Neurodevelopmental and Auditory

• Developmental delays: Approximately one-third of children experience mild-to-moderate delays in motor skills, speech, or cognition.
• Hearing loss: Conductive hearing loss due to middle ear atresia and sensorineural deficits affects 30% to 50% of patients, potentially impairing language acquisition if left uncorrected.

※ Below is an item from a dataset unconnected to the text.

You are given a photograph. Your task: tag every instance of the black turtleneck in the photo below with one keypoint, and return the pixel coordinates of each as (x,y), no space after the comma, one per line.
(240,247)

Gastrointestinal and Growth

• Feeding difficulties: Early hypotonia and structural anorectal malformations (eg, imperforate anus) can impair nutrition and growth, leading to failure-to-thrive.
• Constipation or incontinence: Up to 20% of patients may experience chronic constipation or fecal incontinence even after anorectal reconstruction.[6]

Hematological

Thrombocytopenia or cytopenias: Rare cases of bone marrow suppression or platelet dysfunction have been reported, which may present as bruising or bleeding tendencies.[3]

Psychosocial

Learning disabilities and behavioral issues: Mild cognitive impairment can lead to academic challenges and difficulties with social adjustment, necessitating tailored educational support.

Long-Term Risks

• Early-onset hypertension and cardiovascular disease: Chronic renal impairment and repaired cardiac lesions increase lifetime cardiovascular risk.
• Progressive organ dysfunction: Continuous surveillance is needed for late-emerging complications, such as worsening CKD, glaucoma progression, or scoliosis.[32]

Key Point

The heterogeneity of CES requires individualized monitoring tailored to each patient’s unique set of anomalies. Early recognition and management of complications through a coordinated multidisciplinary healthcare team are crucial for optimizing long-term health and functional outcomes.